Si on entre en matière sur la demande de légiférer, la question suivante pourra se poser: la gestion de cette "police privée" doit-elle se résumer à contrôler la lumière dans les locaux et à vérifier si les portes de ces locaux sont fermées ou ouvertes? Ou, demain, le fait d'octroyer à ces "polices privées" le mandat public de gérer des manifestations deviendra-t-il la règle? Parce que c'est dans cette direction que nous allons. Dans les stades, vous ne voyez plus la police; c'est terminé. On envoie ces fameuses polices privées et c'est à elles d'agir lorsqu'il y a de la casse; et lorsqu'une bavure est commise, c'est de la faute des clubs. L'Etat n'assume plus aucun rôle dans ces manifestations populaires.

Ce que je crains, c'est que demain il y ait deux polices. La police privée gère le quotidien, contrôle la lumière, le verrouillage des portes et vérifie que tout va bien, comme le faisaient les agents Securitas d'antan - je m'excuse de faire de la publicité, je pourrais citer d'autres entreprises, il y en a plus de 100 aujourd'hui et il s'agit de 18[NB]000 personnes qui s'occupent de la gestion de la sécurité au quotidien. La gestion de la sécurité dans les grandes manifestations populaires, comment est-ce que cela se passe? Je m'adresse plus particulièrement aux députés de gauche du conseil: vous transférez la compétence de la force publique à une entreprise privée. On peut secouer la tête, on peut dire non, mais dans les faits, c'est ce qui se passera. Et c'est pour éviter cela que les cantons doivent s'organiser, c'est à cette fin que les cantons peuvent demander de l'aide à la Confédération, mais le travail de base est de la responsabilité des chefs de département dans les cantons. C'est à eux de se réunir pour formuler des propositions et pour ne pas demander finalement à Dieu le Père, en bref à la Confédération, de trouver la solution.

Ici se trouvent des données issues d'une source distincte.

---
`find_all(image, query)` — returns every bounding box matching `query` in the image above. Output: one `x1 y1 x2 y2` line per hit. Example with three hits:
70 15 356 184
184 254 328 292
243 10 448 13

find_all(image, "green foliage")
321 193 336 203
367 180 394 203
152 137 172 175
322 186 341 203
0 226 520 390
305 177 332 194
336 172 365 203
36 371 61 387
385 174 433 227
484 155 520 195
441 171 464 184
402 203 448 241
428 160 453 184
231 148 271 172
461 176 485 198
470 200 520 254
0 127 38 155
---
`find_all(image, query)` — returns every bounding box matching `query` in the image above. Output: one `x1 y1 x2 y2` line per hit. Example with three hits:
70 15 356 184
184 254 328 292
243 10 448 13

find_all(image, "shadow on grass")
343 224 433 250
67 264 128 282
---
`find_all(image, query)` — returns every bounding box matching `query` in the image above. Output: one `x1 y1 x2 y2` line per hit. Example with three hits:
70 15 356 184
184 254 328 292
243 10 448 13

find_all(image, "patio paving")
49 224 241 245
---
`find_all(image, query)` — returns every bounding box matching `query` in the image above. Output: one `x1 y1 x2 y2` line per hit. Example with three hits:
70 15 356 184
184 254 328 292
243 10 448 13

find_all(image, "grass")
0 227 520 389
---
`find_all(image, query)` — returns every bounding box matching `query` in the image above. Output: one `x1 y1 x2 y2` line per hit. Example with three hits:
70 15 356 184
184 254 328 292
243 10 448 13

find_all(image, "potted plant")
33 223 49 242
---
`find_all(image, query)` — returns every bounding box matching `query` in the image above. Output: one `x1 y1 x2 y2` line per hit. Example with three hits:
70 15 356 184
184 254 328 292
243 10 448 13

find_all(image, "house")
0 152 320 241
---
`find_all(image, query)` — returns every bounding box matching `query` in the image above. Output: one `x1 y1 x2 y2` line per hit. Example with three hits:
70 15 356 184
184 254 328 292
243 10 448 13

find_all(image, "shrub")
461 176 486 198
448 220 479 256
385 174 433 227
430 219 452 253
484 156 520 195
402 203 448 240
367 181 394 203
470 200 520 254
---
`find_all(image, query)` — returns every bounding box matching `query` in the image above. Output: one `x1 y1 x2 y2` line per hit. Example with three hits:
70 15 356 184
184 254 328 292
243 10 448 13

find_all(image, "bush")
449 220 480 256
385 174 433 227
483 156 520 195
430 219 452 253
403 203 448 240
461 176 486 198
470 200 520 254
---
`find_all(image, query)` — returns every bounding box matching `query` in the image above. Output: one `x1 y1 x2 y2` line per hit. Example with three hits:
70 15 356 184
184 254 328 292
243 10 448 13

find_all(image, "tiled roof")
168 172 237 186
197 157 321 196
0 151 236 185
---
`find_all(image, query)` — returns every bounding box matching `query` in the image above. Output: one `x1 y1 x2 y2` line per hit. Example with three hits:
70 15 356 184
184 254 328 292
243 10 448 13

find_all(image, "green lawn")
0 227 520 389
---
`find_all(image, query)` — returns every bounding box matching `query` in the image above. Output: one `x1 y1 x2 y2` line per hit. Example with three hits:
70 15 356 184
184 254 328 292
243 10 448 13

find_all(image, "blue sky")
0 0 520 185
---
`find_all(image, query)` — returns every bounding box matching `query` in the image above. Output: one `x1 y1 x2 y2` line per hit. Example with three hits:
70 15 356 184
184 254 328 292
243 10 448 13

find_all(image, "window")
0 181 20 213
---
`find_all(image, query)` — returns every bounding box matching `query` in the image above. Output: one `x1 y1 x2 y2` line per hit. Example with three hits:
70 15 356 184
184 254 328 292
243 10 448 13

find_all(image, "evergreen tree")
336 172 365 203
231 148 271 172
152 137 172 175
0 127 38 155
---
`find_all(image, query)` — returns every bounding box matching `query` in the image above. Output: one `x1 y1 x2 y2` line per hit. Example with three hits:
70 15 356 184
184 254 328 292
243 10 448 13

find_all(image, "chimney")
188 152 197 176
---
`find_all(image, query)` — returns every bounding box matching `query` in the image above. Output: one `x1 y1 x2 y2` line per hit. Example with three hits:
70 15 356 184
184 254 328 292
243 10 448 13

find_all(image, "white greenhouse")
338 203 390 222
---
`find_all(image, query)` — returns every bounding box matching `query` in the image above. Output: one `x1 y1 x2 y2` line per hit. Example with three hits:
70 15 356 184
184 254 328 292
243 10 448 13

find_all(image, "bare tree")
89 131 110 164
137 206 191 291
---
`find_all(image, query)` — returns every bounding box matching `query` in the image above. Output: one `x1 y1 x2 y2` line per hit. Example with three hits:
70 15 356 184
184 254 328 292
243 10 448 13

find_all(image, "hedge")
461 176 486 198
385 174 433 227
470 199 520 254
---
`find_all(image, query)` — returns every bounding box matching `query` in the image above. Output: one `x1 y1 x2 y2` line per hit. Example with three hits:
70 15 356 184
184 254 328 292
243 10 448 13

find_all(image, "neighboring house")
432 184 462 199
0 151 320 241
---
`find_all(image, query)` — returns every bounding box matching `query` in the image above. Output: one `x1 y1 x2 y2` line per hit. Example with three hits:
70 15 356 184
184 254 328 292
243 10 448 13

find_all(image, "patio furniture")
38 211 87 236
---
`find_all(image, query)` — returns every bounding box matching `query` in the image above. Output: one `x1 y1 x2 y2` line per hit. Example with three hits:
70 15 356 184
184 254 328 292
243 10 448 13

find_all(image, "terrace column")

Je suis très surpris de cette méthode de travail proposée par la Conférence des directrices et directeurs des départements cantonaux de justice et police. Ce qui est sûr, c'est que les chefs de département en charge de la sécurité dans les cantons romands sont contre cette proposition. Il s'est passé quelque chose dans dix cantons en Suisse alémanique, que je n'ai pas bien compris, mais, enfin, je vois que la force du canton de Berne et de celui de Zurich a permis de faire changer la position des chefs de département en charge de la sécurité.

Je m'interroge sur la mission des cantons en termes de sécurité. Si on adopte cette motion, il y aura une modification certaine d'abord du rôle de l'autorité publique, tout comme il y aura un problème quant au monopole de la force publique sur le domaine public, en particulier dans les grandes manifestations populaires.

Aussi vous recommandé-je, comme plusieurs de mes collègues, de rejeter cette motion.